When it comes to being a “regular outside gardener,” I am indeed thankful to have learned a trick or two as years have gone by. Not that everything I grow lives or flourishes. But I have managed to maintain a small, modest garden with a variety of plants, some usual, some not so usual plus the latest hint of adventure by trying to grow seasonal vegetables and flowers in raised beds.
However, when the subject is raising houseplants, my thumb, sadly, turns brown! Setting aside the ill luck, another factor I can think of is that the inside of our home does not get enough sunlight in any part to meet the requirement of most indoor plants, thus, sustain healthy growth. So, after many failed attempts, when I came across a plant I had heard about in the past for the ease in growing indoors, it certainly seemed worth trying. And I am glad I did. Not only has the plant survived for almost two years now, a record for me, but livens any spot I place it on.
Known as ZZ plant, in Latin as Zamioculas zamilfolia, this lovely indoor plant is very carefree and forgiving, hence, thrives on neglect. Also, being a slow grower, it doesn’t like to be overwatered, which is one of the main reasons an otherwise healthy plant doesn’t make it; so, to avoid such an unnecessary loss, water thoroughly and then allow the soil to dry, not too dry though, between further watering.
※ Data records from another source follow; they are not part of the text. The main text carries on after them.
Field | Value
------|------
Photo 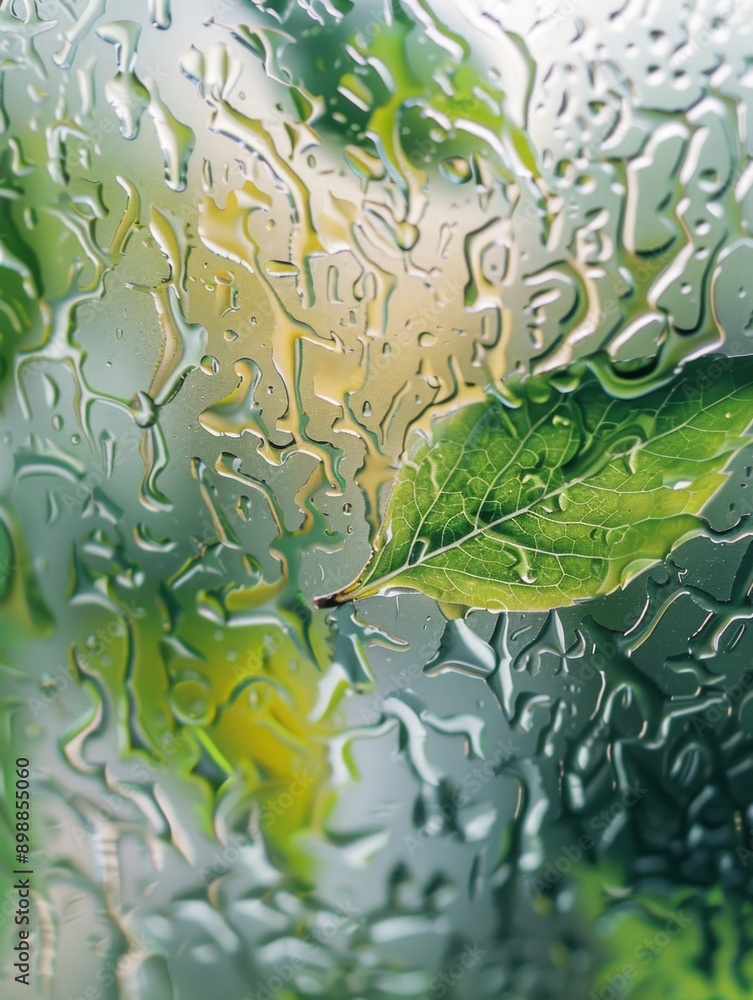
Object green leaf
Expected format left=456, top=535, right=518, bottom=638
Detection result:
left=318, top=357, right=753, bottom=611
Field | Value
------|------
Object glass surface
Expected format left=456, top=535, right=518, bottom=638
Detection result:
left=0, top=0, right=753, bottom=1000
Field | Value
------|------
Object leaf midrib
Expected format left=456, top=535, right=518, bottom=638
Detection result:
left=366, top=376, right=740, bottom=589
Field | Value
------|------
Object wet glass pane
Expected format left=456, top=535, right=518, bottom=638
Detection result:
left=0, top=0, right=753, bottom=1000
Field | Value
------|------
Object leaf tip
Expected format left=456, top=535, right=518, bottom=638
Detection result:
left=314, top=580, right=361, bottom=610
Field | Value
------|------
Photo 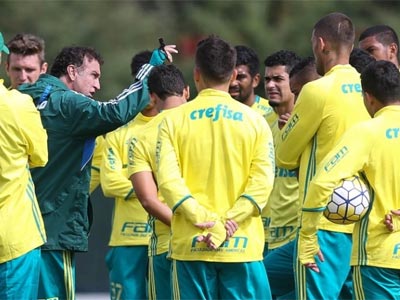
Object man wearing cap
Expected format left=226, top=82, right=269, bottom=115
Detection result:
left=0, top=33, right=47, bottom=299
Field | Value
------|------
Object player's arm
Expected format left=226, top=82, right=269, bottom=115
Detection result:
left=276, top=85, right=324, bottom=170
left=18, top=94, right=48, bottom=168
left=130, top=171, right=172, bottom=226
left=383, top=209, right=400, bottom=232
left=89, top=135, right=104, bottom=193
left=156, top=117, right=218, bottom=224
left=225, top=122, right=275, bottom=224
left=100, top=131, right=134, bottom=200
left=299, top=124, right=371, bottom=271
left=67, top=45, right=177, bottom=137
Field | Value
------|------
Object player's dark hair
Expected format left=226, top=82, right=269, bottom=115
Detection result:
left=147, top=65, right=186, bottom=100
left=195, top=35, right=236, bottom=83
left=358, top=25, right=399, bottom=48
left=50, top=46, right=103, bottom=78
left=361, top=60, right=400, bottom=104
left=314, top=12, right=355, bottom=49
left=289, top=56, right=317, bottom=78
left=264, top=50, right=301, bottom=74
left=7, top=33, right=45, bottom=64
left=235, top=45, right=260, bottom=77
left=349, top=48, right=376, bottom=73
left=131, top=50, right=152, bottom=78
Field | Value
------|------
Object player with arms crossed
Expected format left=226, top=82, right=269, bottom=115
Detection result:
left=276, top=13, right=369, bottom=299
left=0, top=33, right=48, bottom=300
left=128, top=65, right=189, bottom=299
left=299, top=61, right=400, bottom=300
left=157, top=36, right=274, bottom=299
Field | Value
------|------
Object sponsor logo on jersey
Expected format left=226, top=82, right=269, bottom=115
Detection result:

Like other related family members such as Peace Lily and Arum, ZZ plant grows and multiplies from succulent underground rhizomes; upright stems bear smooth leaves in a lovely hue of green and are so shiny that one can easily mistake it for some kind of artificial treatment done to give them the gloss.
Potted plants prefer to be kept at locations where they will receive bright to low light, but not direct sunlight, a nice feature for those of us who would like to have houseplants but don’t get enough sunlight inside; the low-light requirement of ZZ plant certainly goes in my favor to meet my wish to have and take care of plants, especially during wintertime to help fix the winter blues.
In addition to the ZZ plant, another houseplant I always take the liberty of taking for granted is the tried-and-true Sansevieria, also called the snake plant; with their stiff, sword-like leaves, they sure guard the otherwise uncared areas inside our home!
While not as carefree as these above-mentioned plants, but holiday plants always bring cheer and color inside on cold, wintry days; the Bromeliad I got this past holiday season has truly surprised, as well as delighted me by thriving on a table kept near our family room window. As I am preparing this column, it is such a joy to watch the sharp contrast of the scarlet-red flower spike of the Bromeliad to the pure white snow packed in the yard that I can see through the window.